Gail Dudack, chief investment strategist of SunGard Institutional Brokerage, made the case for dividends on our program recently, as did Francois Trahan, chief strategist for Bear Stearns. Dudack pointed out that in this dismal year for stocks, the dividend-paying companies in the S&P 500 have far outperformed the non-dividend-payers. Although she didn't mention the fact, the same is true over the past 20 years.
Those statistics are a big kick in the pants to the world's economists, who have pointed out for years that paying dividends is dumb. Dividends get paid out of a company's after-tax income, and then shareholders have to pay income tax upon receiving them. A company's shareholders are much better off, they say, when the company retains that money in the business, reinvesting it in projects that make the stock price go up. The money compounds, as it were, tax-free, and when a shareholder sells, he realizes a capital gain, on which the tax is lower. If you do the math, you'll find that it works.
The trouble is, the real world is telling a different story.

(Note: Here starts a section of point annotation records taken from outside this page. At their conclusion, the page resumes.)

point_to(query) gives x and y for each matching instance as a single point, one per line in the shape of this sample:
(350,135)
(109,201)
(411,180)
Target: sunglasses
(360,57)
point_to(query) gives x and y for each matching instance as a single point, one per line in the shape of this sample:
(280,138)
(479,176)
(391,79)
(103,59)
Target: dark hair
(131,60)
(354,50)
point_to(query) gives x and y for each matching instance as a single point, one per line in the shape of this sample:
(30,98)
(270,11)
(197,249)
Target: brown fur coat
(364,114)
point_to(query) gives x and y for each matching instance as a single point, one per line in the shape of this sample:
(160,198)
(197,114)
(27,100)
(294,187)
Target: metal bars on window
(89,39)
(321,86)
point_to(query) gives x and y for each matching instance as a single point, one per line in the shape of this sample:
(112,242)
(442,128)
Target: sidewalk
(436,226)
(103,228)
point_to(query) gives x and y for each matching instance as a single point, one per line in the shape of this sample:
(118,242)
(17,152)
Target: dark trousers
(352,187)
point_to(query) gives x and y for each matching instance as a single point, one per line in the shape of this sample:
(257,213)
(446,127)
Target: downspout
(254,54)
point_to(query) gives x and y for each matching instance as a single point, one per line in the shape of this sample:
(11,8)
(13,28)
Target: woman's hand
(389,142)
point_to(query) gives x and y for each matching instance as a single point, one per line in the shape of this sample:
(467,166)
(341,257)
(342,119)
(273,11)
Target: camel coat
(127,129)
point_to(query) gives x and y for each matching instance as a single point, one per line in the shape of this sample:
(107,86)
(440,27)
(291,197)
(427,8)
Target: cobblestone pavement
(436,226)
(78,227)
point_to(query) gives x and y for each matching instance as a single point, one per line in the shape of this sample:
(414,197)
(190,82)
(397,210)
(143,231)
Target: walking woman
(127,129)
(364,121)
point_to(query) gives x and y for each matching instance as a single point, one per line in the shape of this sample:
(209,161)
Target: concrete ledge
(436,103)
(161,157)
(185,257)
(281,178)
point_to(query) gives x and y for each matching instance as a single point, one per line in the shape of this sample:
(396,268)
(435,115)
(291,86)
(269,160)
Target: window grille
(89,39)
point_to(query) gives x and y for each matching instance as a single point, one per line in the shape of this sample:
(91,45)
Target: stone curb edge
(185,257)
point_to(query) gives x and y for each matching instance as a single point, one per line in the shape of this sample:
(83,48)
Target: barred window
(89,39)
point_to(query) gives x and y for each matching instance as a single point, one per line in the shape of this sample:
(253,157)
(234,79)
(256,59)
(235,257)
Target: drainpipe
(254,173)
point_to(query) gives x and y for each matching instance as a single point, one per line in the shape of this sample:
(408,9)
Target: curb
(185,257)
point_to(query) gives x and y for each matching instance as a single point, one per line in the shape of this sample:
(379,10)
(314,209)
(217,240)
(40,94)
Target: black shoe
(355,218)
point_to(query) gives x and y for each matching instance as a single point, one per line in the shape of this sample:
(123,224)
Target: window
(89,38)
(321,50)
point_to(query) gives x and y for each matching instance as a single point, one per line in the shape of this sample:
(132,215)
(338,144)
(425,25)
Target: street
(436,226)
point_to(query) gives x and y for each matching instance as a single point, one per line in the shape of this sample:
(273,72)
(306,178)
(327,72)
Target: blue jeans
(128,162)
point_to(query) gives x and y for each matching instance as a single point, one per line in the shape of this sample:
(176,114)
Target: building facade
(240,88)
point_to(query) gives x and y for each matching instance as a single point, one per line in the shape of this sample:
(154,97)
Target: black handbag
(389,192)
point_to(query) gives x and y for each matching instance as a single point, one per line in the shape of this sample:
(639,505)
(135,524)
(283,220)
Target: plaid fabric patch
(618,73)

The reality seems to be that paying a dividend imposes financial discipline on a company. Management wants to keep sending out those checks every quarter -- suddenly to stop paying a dividend tends to be disastrous for a stock, so they make very sure they've got the cash on hand. Big, risky projects generally aren't for them, though carefully considered risks remain a must.
From the investor's point of view, dividend-payers are attractive for the obvious reason that, barring big trouble, they provide a steady, if modest, yield regardless of what happens to the stock price.
In light of those advantages, it may be surprising to learn that dividends went decidedly out of fashion over the past 20 years. Back in 1980, 90 percent of S&P 500 companies paid dividends. Today only about 70 percent do. And back then their dividend yield -- simply the annual dividend payment divided by the stock price -- averaged more than 6 percent. Last year it was just 1.4 percent.
Why did companies repudiate dividends so emphatically? One reason is that many managers bought the economists' argument against dividends. As I say, it does make sense. Virtually none of the technology companies launched over the past 20 years has ever paid a dividend.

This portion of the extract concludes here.